I took 12 years of lessons, elementary through high school, but at some point realized I wasn't good enough to make a career out of it and it evolved into a hobby. Probably the most difficult piece I ever learned was Gypsy Rondo by Hayden. I played quite a bit in the 10-15 years after school, but the last 15 years or so, I have not played at all. Life gets busy/piano beyond repairing/etc.

So last weekend I was gifted/inherited an old (100 years) baby grand. I have an appointment for tuning/evaluation/repair in a couple weeks (needs two strings and 1 hammer that I can tell so far). I'm so excited to get to play again but here's my question:

I was taught originally by the church pianist (small town) and never learned scales. I completed John W. Schaum course through "G" if that means anything to anybody and when I auditioned in my 10th grade for a summer music program, the instructor said "You have horrible fingering" - I had never even been told what the little numbers were for - it's probably amazing I figured out how to play the pieces I had up until that point! So I changed to a "real" instructor (that was all he did was teach) and I learned better fingering (and what those little numbers were for!) but he never made me do scales, either- I've never done one.

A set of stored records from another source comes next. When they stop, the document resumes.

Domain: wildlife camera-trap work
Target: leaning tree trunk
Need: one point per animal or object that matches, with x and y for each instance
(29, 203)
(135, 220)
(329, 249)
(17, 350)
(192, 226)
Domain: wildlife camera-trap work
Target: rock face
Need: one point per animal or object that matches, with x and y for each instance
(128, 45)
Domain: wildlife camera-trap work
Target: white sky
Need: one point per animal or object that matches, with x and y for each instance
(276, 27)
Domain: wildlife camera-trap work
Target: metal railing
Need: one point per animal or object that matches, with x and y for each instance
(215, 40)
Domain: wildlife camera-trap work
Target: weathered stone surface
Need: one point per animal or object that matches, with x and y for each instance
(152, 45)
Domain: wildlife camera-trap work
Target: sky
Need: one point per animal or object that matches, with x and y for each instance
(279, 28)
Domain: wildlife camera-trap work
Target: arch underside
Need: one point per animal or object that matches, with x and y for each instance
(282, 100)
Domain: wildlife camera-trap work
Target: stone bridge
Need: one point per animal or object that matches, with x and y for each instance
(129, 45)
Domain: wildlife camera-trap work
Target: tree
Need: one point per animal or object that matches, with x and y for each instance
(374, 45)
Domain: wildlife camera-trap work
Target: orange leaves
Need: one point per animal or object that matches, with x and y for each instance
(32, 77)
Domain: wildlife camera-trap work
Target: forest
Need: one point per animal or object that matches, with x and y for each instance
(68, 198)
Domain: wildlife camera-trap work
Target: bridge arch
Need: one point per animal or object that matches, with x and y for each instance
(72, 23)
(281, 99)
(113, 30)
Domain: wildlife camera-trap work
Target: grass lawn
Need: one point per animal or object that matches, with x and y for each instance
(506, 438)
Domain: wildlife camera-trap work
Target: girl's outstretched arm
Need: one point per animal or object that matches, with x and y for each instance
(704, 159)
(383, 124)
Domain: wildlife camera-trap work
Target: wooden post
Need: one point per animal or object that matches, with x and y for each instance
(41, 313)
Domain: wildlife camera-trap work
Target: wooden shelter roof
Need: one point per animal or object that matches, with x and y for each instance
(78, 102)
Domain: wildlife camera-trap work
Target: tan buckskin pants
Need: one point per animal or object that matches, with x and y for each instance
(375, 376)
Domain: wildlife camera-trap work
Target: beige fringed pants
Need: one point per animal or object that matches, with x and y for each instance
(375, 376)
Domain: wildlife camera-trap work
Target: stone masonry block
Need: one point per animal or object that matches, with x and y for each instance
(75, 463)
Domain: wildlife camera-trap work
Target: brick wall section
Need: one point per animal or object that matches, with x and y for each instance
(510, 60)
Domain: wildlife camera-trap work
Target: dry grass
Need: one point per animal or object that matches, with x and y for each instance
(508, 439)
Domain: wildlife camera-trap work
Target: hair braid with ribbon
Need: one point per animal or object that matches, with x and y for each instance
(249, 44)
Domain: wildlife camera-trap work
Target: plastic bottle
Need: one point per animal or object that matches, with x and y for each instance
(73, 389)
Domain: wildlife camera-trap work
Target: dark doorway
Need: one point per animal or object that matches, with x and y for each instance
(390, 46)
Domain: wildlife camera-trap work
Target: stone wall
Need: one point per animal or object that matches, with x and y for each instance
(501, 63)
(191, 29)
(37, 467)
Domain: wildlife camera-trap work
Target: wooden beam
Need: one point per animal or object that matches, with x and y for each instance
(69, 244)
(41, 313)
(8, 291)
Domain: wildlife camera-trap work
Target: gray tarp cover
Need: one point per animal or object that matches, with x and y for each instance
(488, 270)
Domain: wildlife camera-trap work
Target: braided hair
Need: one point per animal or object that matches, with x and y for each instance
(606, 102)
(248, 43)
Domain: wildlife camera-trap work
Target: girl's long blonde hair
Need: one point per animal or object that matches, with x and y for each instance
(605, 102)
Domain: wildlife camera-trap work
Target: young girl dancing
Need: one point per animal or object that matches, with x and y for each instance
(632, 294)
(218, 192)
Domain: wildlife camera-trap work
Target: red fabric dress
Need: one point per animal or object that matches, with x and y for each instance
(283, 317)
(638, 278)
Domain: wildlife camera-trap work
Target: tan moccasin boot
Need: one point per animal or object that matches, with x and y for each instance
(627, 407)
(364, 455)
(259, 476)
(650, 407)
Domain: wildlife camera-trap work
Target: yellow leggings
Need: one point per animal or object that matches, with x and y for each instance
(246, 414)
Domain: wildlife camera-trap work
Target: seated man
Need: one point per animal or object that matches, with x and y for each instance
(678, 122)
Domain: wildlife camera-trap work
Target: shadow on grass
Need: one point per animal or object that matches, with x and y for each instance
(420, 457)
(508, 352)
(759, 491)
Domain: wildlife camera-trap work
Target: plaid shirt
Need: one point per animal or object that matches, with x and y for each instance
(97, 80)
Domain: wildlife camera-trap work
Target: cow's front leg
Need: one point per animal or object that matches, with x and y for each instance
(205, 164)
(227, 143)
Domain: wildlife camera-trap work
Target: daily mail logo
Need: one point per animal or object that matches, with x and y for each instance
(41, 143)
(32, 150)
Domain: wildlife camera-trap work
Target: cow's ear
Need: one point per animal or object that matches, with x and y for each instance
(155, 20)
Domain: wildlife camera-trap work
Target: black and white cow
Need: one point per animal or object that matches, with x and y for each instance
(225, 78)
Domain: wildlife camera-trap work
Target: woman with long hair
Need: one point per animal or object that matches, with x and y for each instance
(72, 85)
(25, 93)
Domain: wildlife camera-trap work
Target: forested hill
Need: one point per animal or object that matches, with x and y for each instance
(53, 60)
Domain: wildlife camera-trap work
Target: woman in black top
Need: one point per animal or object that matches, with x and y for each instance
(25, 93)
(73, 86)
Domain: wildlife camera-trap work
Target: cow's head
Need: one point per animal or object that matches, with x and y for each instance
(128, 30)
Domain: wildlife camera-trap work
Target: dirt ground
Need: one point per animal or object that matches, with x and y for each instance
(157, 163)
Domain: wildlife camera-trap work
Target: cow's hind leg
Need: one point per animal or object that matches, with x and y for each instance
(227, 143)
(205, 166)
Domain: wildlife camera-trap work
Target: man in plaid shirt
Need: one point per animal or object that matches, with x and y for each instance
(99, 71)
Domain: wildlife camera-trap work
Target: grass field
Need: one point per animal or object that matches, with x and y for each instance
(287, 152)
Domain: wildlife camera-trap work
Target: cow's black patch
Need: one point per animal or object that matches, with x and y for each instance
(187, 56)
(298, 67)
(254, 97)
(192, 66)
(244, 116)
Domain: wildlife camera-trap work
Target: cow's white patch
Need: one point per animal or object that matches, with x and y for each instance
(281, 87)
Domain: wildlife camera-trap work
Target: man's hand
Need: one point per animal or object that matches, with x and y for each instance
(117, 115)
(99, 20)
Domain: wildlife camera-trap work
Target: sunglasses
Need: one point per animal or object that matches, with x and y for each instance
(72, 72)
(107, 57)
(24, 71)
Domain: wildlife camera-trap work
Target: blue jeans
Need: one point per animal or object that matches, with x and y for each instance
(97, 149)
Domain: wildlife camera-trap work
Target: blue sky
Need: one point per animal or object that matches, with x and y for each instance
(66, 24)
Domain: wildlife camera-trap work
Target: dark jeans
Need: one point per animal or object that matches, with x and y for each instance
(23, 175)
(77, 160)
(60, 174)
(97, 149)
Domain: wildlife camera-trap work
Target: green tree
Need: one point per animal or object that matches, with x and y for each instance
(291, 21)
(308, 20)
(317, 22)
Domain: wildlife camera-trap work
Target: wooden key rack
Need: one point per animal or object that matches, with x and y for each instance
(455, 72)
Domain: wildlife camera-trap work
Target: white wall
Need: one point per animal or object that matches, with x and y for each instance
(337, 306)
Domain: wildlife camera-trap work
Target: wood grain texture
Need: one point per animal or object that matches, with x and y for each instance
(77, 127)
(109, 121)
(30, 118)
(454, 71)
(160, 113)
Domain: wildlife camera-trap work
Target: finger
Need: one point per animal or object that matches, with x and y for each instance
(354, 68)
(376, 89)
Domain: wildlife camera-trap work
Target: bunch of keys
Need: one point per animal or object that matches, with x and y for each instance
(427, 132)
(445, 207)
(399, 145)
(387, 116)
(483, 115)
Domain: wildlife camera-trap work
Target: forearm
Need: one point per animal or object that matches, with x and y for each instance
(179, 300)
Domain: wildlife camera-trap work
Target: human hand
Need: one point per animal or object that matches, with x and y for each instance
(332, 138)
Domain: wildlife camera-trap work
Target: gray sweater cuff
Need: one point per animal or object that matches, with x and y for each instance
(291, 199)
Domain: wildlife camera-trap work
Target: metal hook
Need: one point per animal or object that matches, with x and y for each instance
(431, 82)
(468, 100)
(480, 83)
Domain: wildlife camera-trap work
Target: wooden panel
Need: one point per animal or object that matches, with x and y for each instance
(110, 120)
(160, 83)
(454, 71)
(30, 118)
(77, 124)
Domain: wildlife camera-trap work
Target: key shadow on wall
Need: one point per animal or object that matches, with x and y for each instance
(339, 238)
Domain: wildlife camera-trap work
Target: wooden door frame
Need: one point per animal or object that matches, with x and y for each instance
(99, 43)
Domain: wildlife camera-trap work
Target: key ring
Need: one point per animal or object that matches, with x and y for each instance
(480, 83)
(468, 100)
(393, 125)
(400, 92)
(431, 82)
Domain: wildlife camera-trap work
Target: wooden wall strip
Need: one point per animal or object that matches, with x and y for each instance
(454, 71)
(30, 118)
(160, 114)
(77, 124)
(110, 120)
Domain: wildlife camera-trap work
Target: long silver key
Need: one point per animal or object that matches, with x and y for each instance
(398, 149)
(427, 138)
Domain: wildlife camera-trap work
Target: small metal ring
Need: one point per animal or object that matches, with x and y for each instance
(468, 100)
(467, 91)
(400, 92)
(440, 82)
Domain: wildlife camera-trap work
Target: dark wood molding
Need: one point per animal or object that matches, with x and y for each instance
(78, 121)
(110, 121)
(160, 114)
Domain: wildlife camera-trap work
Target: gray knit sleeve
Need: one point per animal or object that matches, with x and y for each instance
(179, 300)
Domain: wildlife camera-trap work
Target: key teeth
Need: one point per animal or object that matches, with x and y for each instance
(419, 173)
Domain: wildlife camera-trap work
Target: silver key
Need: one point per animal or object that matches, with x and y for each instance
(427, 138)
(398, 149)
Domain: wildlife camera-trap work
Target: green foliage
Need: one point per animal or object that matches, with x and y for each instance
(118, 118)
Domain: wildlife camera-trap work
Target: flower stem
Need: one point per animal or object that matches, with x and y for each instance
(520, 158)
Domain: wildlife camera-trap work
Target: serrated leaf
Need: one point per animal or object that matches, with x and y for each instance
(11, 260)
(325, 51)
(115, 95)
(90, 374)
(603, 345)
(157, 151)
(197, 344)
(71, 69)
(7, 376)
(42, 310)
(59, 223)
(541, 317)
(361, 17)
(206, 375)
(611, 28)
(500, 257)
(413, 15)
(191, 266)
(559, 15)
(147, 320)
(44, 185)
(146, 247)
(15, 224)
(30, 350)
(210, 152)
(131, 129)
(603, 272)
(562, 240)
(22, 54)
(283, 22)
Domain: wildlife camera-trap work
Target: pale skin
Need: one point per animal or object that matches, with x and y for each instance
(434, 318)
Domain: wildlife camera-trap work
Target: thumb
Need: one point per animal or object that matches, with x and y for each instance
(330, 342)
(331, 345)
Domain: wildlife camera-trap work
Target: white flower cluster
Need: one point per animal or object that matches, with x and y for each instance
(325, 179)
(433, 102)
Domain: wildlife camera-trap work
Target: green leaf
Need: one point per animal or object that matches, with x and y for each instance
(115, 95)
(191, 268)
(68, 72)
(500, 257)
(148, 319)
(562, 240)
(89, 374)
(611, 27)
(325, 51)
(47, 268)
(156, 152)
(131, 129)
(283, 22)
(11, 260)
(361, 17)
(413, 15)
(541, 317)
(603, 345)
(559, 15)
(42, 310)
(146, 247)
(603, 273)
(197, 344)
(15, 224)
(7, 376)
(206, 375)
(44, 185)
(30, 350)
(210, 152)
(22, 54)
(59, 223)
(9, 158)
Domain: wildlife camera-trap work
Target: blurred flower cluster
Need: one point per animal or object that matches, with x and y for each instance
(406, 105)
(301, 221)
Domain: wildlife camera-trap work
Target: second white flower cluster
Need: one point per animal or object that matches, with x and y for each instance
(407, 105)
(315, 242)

I have pretty good music reading ability still - can sight read basic pieces and my hands are still comfortable with the keyboard. So I wonder if my bad habits are too deeply ingrained and:
- if I should take lessons vs. pick up where I left off or maybe just go through my John W. Schaum books from beginning to end?
- are scales really that important to good fingering and/or key changes?
- any other feedback or helpful tips?

I'm trying to keep my hands off the piano until it's tuned and repaired and I can't wait! laugh

Last edited by SpecialKH; 08/01/18 04:10 PM.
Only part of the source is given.